Storms only grazed Baltimore on Thursday despite several weather watches in effect for the region, according to the National Weather Service.
“It seems like everything stayed south” of BWI Marshall Airport, said NWS meteorologist Cody Ledbetter.
Prince George’s and Montgomery counties, for example, experienced flooding, and about a dozen downed power lines were reported in Montgomery County, according to NWS, which had predicted wind gusts of up to 60 mph.
Both counties also got about 2 inches of accumulation, Ledbetter said late Thursday night. Baltimore was forecast for up to a half-inch of heavy rain, but it never reached that mark.
The heaviest part of the storm also plowed through central Anne Arundel County, dumping hail in Annapolis and kicking up steep waves over the Chesapeake Bay. Annapolis was under a thunderstorm warning until 5:45 p.m.
A severe thunderstorm watch was in effect until 9 p.m. for nearly all Maryland counties, including those in the Baltimore region.
Thursday’s high of 86 degrees will fall to the 60s by night. Although rain could linger Thursday night, skies are expected to clear by Friday morning. Pleasant 80-degree temperatures are expected throughout the weekend after a brutally hot week.
“The weekend, it’s pretty dry,” Ledbetter said. “It’s a pretty quiet period through Monday” and then thunderstorms possibly return Tuesday afternoon.
The temperature this week peaked Wednesday when it was 96 with sticky humidity, making the air feel even hotter.
Maryland health officials on Wednesday announced the first heat-related death reported in the state this year.
A 65-year-old man died in Baltimore County, the Maryland Department of Health said.

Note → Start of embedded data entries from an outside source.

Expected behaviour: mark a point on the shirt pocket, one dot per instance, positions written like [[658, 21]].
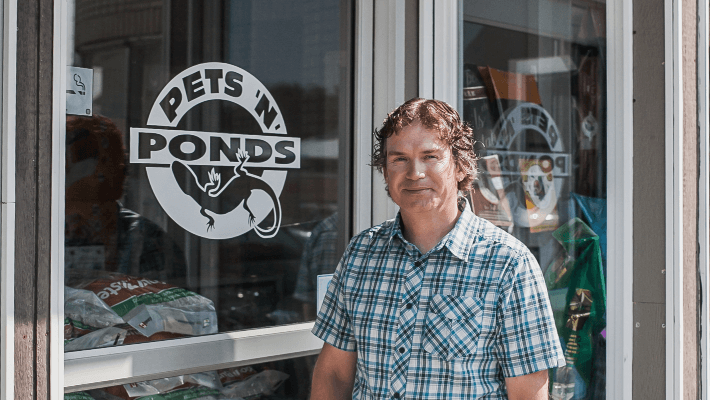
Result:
[[452, 326]]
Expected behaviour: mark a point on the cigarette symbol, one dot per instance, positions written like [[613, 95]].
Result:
[[79, 84]]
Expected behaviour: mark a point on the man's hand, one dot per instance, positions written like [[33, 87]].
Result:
[[528, 387], [334, 374]]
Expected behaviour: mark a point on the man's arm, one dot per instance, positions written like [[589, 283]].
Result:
[[528, 387], [334, 374]]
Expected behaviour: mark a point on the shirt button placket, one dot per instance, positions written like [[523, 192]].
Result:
[[407, 320]]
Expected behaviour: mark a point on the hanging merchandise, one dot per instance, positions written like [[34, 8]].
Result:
[[585, 303], [513, 125], [540, 196], [594, 212], [488, 194]]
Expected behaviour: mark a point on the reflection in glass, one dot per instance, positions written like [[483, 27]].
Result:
[[132, 272], [534, 92]]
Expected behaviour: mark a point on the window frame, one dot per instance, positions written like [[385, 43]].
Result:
[[8, 47], [96, 368]]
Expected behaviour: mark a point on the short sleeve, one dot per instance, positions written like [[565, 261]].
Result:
[[528, 340], [333, 323]]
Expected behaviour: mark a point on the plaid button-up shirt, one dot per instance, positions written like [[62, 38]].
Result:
[[449, 324]]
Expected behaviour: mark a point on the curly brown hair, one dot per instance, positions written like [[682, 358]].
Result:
[[434, 115]]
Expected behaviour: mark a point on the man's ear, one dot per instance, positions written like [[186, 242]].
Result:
[[459, 174]]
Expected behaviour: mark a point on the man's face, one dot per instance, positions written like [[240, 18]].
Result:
[[420, 171]]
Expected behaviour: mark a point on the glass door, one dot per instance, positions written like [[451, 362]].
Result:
[[534, 90], [207, 158]]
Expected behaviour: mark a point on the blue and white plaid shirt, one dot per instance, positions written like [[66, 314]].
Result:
[[449, 324]]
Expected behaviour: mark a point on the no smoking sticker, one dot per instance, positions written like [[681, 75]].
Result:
[[79, 91]]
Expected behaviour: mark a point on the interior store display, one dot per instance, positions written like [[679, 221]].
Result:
[[103, 311], [534, 94], [581, 318], [540, 196], [488, 195], [237, 383]]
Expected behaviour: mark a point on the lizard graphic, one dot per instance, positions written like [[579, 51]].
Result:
[[239, 189]]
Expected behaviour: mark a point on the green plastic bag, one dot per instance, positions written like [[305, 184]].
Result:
[[579, 275]]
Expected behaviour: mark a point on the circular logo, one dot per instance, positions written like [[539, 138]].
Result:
[[535, 200], [202, 179]]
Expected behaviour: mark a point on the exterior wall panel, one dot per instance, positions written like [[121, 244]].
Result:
[[649, 364], [33, 191]]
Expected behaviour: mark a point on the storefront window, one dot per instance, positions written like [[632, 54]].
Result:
[[534, 90], [204, 161], [276, 380]]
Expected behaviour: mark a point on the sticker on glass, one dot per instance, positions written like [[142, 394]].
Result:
[[190, 170], [79, 94]]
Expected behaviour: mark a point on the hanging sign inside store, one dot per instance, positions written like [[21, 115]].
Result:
[[79, 91], [205, 181], [540, 187]]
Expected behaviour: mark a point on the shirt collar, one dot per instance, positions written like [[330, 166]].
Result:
[[459, 240]]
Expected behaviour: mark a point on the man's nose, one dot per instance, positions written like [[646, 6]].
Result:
[[415, 170]]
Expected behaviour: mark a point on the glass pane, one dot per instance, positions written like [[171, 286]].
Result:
[[534, 91], [205, 156], [276, 380]]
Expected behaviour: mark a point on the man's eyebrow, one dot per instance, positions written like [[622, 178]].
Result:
[[399, 153]]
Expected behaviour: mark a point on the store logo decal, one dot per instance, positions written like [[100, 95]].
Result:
[[202, 179]]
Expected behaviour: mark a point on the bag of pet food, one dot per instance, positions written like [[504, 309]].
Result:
[[149, 306]]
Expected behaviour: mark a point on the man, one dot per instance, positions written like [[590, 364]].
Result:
[[437, 303]]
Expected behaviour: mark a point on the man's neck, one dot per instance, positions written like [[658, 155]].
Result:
[[425, 230]]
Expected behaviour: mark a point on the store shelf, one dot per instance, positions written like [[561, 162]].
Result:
[[97, 368]]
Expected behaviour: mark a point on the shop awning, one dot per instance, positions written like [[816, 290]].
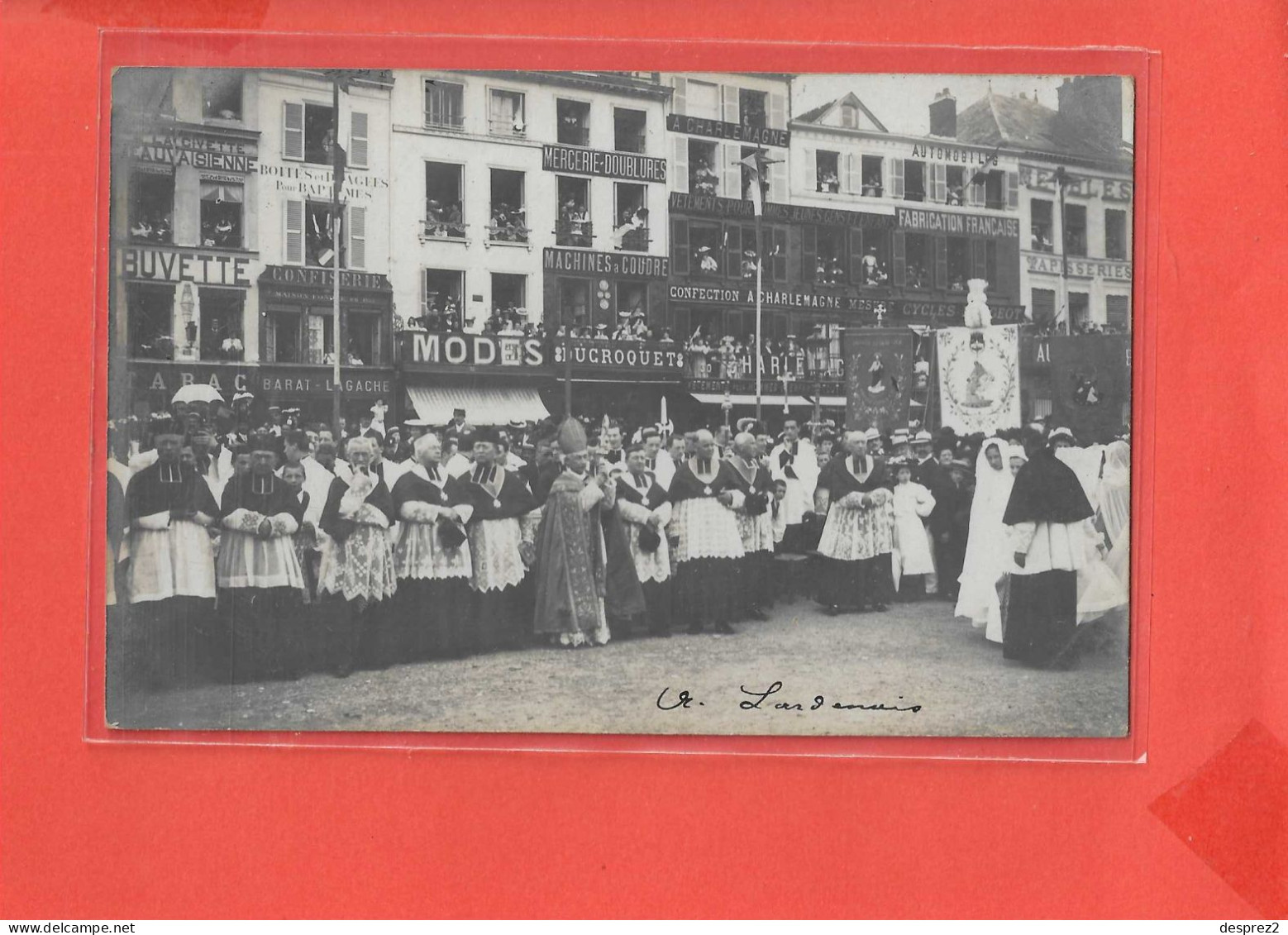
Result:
[[482, 404]]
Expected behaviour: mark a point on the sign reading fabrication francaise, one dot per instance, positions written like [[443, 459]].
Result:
[[618, 265], [614, 165]]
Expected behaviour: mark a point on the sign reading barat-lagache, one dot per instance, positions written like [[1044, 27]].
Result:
[[614, 165], [475, 351]]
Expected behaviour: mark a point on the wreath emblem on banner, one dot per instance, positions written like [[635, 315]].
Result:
[[979, 379]]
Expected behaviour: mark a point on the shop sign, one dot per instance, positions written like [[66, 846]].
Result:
[[962, 224], [720, 129], [957, 155], [618, 265], [715, 207], [165, 379], [317, 183], [193, 147], [164, 265], [768, 388], [295, 383], [1078, 267], [613, 165], [1043, 178], [648, 355], [472, 351]]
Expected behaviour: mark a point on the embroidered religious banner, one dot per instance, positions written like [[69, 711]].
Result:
[[979, 379], [1091, 385], [879, 375]]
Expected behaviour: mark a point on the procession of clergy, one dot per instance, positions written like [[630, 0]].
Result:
[[274, 558]]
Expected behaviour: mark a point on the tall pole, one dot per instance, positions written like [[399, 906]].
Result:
[[760, 267], [336, 325]]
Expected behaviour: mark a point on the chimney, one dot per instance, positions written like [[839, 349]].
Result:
[[1094, 99], [943, 115]]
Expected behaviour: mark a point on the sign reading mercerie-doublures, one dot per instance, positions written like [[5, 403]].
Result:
[[616, 165]]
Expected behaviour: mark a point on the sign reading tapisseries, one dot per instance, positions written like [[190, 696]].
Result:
[[962, 224], [745, 133], [618, 265], [614, 165]]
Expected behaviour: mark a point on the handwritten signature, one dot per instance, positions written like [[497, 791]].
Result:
[[759, 701]]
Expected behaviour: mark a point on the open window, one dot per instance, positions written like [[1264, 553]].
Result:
[[748, 175], [509, 215], [509, 304], [318, 236], [574, 302], [1041, 226], [958, 263], [443, 208], [572, 224], [445, 104], [955, 179], [148, 312], [1116, 235], [222, 214], [574, 119], [918, 260], [914, 180], [629, 129], [704, 171], [630, 212], [505, 115], [752, 107], [828, 171], [318, 134], [1076, 230], [221, 323], [871, 177], [706, 246], [151, 210], [222, 93]]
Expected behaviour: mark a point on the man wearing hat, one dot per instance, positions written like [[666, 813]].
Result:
[[929, 473], [646, 510], [433, 607], [755, 526], [357, 576], [572, 554], [858, 536], [259, 575], [171, 572], [796, 463], [494, 503]]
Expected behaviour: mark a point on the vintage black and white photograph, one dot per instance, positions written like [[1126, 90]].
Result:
[[620, 402]]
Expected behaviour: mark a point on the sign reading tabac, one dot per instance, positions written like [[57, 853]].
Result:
[[614, 165]]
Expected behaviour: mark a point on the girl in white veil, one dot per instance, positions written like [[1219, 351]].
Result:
[[988, 554], [1116, 508]]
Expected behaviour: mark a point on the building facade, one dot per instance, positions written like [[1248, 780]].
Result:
[[530, 201], [184, 232]]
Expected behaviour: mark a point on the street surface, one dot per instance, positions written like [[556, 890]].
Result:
[[914, 655]]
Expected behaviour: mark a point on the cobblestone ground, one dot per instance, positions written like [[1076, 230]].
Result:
[[914, 655]]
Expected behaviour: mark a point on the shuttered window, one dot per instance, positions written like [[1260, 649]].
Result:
[[358, 140], [293, 131]]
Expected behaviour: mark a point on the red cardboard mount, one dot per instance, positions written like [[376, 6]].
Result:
[[192, 823]]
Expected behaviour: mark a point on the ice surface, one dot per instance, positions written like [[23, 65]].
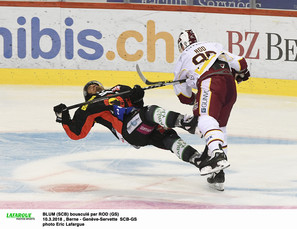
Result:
[[41, 167]]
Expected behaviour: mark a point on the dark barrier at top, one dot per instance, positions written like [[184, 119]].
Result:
[[260, 4]]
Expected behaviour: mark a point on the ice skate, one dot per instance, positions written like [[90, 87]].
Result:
[[216, 180], [207, 165], [188, 123]]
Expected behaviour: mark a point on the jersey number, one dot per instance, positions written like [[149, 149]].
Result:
[[201, 57]]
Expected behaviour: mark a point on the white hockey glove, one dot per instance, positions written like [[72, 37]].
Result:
[[241, 76], [192, 79]]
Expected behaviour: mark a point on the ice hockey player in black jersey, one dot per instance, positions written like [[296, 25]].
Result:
[[132, 122]]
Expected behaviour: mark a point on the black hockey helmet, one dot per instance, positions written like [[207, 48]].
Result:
[[85, 90]]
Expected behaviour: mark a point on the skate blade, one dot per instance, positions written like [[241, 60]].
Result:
[[217, 186], [208, 170]]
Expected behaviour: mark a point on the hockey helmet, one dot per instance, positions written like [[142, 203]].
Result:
[[186, 38], [85, 90]]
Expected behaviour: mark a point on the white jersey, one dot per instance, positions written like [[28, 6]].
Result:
[[195, 60]]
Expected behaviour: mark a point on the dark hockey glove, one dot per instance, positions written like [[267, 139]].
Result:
[[241, 76], [137, 94], [62, 114]]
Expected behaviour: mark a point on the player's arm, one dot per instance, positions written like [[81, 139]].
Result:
[[239, 66], [83, 119], [183, 91]]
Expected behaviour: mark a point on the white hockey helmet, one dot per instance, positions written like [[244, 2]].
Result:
[[186, 38], [85, 90]]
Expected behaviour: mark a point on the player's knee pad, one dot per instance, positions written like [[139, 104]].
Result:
[[179, 147], [161, 116], [206, 122]]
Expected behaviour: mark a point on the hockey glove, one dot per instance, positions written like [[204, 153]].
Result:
[[62, 113], [241, 76], [137, 94]]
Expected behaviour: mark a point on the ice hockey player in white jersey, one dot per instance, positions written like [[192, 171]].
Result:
[[213, 71]]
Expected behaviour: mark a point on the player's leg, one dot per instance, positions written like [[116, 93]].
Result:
[[209, 101], [170, 119], [168, 139]]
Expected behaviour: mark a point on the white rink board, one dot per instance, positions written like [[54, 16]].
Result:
[[42, 170]]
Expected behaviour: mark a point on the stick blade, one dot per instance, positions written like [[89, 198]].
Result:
[[147, 82]]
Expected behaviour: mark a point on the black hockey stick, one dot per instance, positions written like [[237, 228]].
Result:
[[147, 82], [161, 84]]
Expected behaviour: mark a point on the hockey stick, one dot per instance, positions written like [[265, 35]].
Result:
[[161, 84], [147, 82]]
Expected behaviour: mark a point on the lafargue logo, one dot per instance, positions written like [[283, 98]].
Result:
[[20, 216]]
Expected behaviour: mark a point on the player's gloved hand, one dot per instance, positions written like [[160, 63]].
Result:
[[60, 110], [137, 94], [189, 123], [241, 76]]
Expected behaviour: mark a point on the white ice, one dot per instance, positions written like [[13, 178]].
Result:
[[42, 168]]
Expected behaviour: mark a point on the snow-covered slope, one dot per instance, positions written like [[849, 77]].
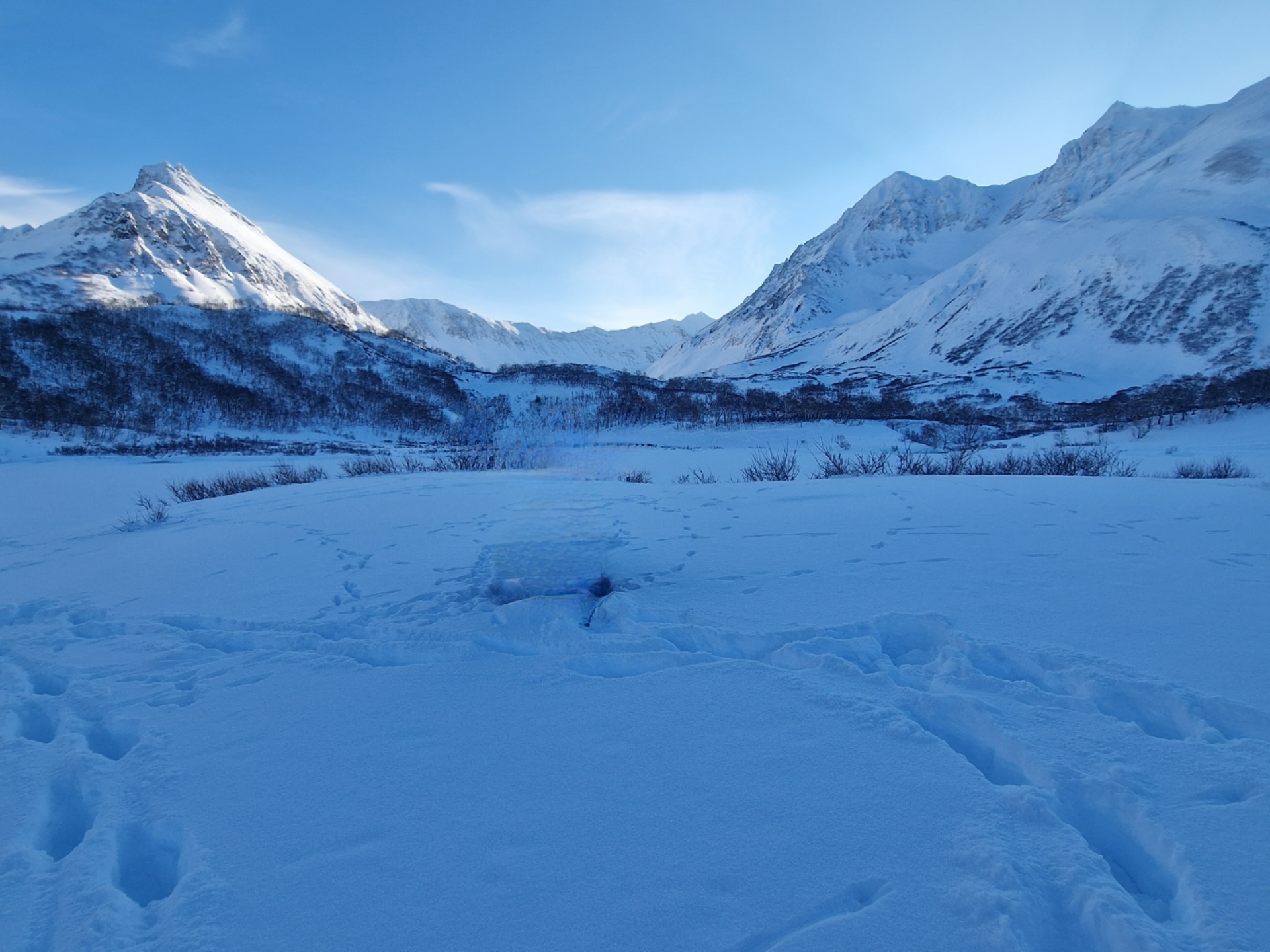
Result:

“As this tragedy shows, heat-related illness, including heat exhaustion and heat stroke, can result in serious ailments and even death,” Deputy Secretary for Public Health Dr. Jinlene Chan said in a news release. “During hot weather, Marylanders are urged to take precautions to avoid overheating and check on friends and neighbors that may be susceptible to heat-related illness, especially older adults and people with chronic disease.”
The department monitors temperature conditions and heat-related illnesses and deaths. Heat-related illness can affect anyone, but officials warn that those most at risk are people under age 5 or over age 65, people with chronic illnesses, people taking certain medications, and those who are exercising or working outdoors.
The Associated Press contributed to this article.